とはいえ、先駆的かつ試験的――こう言うと被験者扱いでいたたまれないが――な教育を実践するのが私立の学校の理念の一つともいえる。
多様な時代の流れに対応して、各々の方法からより良い教育を選び取っていく。
やはり、多様性というやつは素晴らしいものだ。
もちろん良いものばかりではないが、良し悪し入り混じってこそ精錬されていくものがある。
混沌としていても許されるのは、先へ進もうとするからである。
徒に万事拡大していくものではないが、これは賞讃されるべき発展の例なのだろう。
と、つらつらと無駄なことを考えていたのは試験があまりに早く終わってしまったからだろうか。学徒としては失格ものだが、わからないところは悩みもせずに空欄で放置した。
全く悪癖だ。用意された材料で解けず、少々手間がかかりそうというだけで私はその作業を放逐しようとする。
はて、昔からこんなだっただろうか。昔はもっと――――
もっと、なんだ。
なんだというのだろう。
やはり深く考えず、私は思考を放棄した。
問題用紙の目立たない部分に落書きをしては消しゴムで消し、消しゴムが真っ白になるまで机の天板でこする。
書く、消す、こする。
描く、直す、こする。
落書きは意味のない文字列であったり、不出来な人体図であったり、試験問題の解き直しであったりした。もっとも、3つ目は本当に少ない数しかやらなかった。

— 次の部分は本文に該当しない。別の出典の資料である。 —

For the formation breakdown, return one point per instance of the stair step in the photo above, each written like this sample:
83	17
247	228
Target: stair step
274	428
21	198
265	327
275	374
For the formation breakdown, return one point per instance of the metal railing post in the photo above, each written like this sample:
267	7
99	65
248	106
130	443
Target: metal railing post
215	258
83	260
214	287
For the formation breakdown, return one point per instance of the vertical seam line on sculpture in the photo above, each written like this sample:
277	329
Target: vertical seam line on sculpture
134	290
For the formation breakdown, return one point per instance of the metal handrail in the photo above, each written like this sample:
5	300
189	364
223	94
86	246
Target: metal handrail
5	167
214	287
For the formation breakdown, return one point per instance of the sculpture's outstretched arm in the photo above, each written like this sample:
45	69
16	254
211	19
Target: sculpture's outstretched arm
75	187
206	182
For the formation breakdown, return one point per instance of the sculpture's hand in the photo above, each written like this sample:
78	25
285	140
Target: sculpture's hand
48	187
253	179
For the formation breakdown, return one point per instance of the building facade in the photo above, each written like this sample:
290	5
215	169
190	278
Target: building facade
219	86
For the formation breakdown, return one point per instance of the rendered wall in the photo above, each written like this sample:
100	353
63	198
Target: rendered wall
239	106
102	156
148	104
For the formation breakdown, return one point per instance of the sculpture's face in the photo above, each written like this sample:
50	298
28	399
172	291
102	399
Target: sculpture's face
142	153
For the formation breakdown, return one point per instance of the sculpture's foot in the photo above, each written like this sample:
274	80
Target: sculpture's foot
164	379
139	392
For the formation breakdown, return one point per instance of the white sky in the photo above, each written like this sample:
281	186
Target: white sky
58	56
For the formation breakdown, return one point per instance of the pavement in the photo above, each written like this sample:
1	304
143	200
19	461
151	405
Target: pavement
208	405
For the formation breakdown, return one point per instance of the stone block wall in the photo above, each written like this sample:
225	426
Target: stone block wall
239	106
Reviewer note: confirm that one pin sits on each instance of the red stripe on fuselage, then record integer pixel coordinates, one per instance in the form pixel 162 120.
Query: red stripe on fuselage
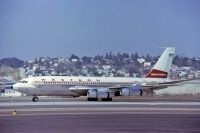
pixel 156 74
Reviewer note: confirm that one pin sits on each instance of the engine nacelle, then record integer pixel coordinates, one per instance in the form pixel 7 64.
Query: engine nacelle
pixel 99 93
pixel 131 91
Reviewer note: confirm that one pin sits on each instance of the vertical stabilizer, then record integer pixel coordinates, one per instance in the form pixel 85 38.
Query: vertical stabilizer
pixel 162 67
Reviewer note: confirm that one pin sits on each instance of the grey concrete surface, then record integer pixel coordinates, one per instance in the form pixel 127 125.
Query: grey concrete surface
pixel 79 116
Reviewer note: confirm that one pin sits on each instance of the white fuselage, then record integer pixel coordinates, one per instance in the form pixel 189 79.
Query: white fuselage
pixel 76 86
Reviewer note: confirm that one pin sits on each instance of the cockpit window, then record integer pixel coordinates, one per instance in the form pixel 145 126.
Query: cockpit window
pixel 23 81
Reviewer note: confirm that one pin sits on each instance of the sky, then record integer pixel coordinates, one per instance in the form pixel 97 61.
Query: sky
pixel 59 28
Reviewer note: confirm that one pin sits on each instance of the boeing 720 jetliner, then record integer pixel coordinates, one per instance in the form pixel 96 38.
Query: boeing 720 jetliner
pixel 100 87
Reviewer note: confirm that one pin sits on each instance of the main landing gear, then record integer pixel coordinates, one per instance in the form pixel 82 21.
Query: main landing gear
pixel 35 99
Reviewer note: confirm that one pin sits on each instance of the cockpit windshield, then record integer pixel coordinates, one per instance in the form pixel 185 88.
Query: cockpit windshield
pixel 23 81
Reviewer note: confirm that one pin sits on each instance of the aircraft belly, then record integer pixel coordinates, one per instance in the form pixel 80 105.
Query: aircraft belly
pixel 51 90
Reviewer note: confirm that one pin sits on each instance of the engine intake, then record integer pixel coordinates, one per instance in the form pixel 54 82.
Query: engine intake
pixel 131 91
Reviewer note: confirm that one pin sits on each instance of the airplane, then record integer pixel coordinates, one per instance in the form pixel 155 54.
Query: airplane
pixel 100 87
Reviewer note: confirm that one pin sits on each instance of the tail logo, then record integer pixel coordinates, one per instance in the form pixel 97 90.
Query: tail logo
pixel 156 74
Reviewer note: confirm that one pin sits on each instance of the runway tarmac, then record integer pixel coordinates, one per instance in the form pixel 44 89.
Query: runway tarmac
pixel 67 115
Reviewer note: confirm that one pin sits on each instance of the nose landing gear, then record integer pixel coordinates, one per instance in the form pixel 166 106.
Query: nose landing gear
pixel 35 99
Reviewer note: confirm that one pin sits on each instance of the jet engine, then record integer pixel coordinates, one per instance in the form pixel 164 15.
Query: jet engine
pixel 131 91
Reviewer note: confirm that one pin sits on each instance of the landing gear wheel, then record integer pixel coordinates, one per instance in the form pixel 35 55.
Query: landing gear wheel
pixel 106 99
pixel 92 99
pixel 35 99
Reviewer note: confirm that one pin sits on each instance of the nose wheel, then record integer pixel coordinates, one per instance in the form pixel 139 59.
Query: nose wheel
pixel 35 99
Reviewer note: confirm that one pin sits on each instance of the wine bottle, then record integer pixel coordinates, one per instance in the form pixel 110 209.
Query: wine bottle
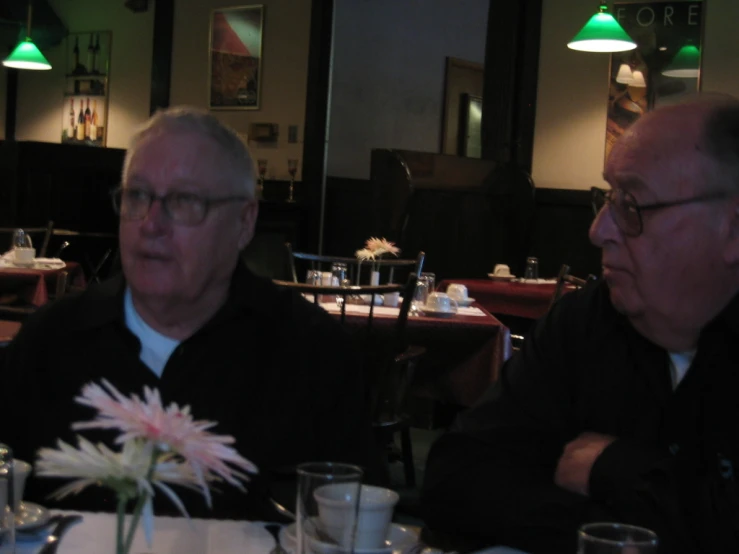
pixel 94 121
pixel 95 54
pixel 76 52
pixel 90 55
pixel 81 122
pixel 88 117
pixel 71 130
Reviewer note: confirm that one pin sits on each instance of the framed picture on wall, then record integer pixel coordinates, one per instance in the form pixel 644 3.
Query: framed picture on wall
pixel 235 58
pixel 664 67
pixel 85 105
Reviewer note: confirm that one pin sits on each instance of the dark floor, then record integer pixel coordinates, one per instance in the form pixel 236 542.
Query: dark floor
pixel 407 510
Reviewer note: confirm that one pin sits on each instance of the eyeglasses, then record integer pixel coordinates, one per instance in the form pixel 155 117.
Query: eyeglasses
pixel 627 213
pixel 184 208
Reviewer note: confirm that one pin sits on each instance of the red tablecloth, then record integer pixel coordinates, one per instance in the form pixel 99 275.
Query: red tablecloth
pixel 463 358
pixel 33 285
pixel 508 297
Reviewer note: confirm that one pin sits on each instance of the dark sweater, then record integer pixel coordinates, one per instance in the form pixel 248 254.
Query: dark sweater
pixel 276 372
pixel 584 368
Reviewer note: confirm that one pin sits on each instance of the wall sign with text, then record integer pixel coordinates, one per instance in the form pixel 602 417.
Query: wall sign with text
pixel 664 67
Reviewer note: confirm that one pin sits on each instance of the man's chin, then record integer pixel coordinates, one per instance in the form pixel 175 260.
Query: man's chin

結局のところ、大事なことを無視、あるいは見ないふりをして余計なことで時間をやり過ごす。そういう仕方のないやつなのだ、私は。
とはいえ、年をとってもこのタイプの人間は珍しくもないだろう。貧乏ゆすりばかりするよりは目立たないちょっとしたお茶目さ。
そんな自己弁護を交えながら、暇をひたすらにつぶす。
試験用紙の回収が行なわれたのは、それらの行為に飽きが来たころだろうか。
消しゴムは、まだ汚かった。
経験の量がちがっていた、流石に合格は確信していた。
この胸に飛来していたのは新しくも懐かしい、期待と不安というやつだ。
新しい空間に新しい人々。
先生に友達、上級生との不可視の壁と、おぼろ気なグループ意識。
ついでに本題。忘れられていく、忘れられない私の記録。
慌ただしい日々が、始まる。
意味のあるものと無いものの選別が、大事。
多様なものは手放さないうちは無駄ではない。と思いたい。